Added
- Initial implementation of the Malloc Info API for dlmalloc (default allocator), and snmalloc.
- Added missing attribute validations to oeedger8r C++ implementation.
- Added new API oe_log_message. See design doc and sample.
- Added APIs and a library for developers to detect leaks in enclaves. See design doc and sample.
- Added support of QVL/QVE based SGX evidence verification, as described in design doc.
Changed
- Fixed #3543, updated openenclaverc file and documents on Windows to avoid overwriting CMAKE_PREFIX_PATH.
- The local and remote attestation samples are merged into a single sample.
- Disabled a set of OpenSSL APIs/macros that are considered as unsafe based on OE's threat model.
More specifically, those APIs allow users to configure an OpenSSL application to read certificates from the host filesystem, which is not trusted, and therefore not recommended for use in enclaves.
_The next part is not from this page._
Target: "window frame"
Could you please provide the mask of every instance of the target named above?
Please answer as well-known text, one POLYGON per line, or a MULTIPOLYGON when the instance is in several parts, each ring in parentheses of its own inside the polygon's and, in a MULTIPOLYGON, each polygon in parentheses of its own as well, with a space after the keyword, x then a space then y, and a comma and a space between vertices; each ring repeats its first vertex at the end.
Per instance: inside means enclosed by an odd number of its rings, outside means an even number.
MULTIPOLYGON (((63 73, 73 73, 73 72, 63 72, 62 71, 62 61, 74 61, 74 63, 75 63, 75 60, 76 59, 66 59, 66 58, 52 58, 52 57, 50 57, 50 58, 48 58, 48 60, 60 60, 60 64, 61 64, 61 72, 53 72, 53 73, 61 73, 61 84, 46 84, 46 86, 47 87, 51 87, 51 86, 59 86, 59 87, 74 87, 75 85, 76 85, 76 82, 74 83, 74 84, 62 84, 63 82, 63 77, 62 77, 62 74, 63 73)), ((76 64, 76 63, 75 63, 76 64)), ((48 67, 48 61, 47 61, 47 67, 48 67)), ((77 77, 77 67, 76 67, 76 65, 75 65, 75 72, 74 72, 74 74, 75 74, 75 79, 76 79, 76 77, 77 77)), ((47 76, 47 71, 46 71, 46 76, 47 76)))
OpenSSLSupport.md has been updated to reflect the changes.
Deprecated
-
The Open Enclave SDK will be dropping support for Ubuntu 16.04 after Dec 2020.
Developers and partners using Ubuntu 16.04 will need to move to using Ubuntu 18.04 by then.
#3625 tracks this. -
The Open Enclave SDK will be dropping support for WS2016 after Dec 2020.
Developers and partners using WS2016 will need to move to using WS2019 by then.
#3539 tracks this. -
The Open Enclave SDK is deprecating support for gcc while building the SDK from source after Dec 2020.
The recommended compiler while building the SDK from source is Clang.
#3555 tracks this.
Security
- Security fixes in oeedger8r
- Fix TOCTOU vulnerability in NULL terminator checks for ocall in/out string parameters.
- Count/size properties in deep-copied in/out structs are treated as read-only to prevent the host
from changing corrupting enclave memory by changing these properties.
- Fixed Socket syscalls can leak enclave memory contents (CVE-2020-15224).
Known issues
- In the open-enclave-hostverify package, the host-verify sample cannot be built with cmake. Use make to build it on Linux. On Windows it cannot be built currently. #3300 tracks issues related to the host-verify sample.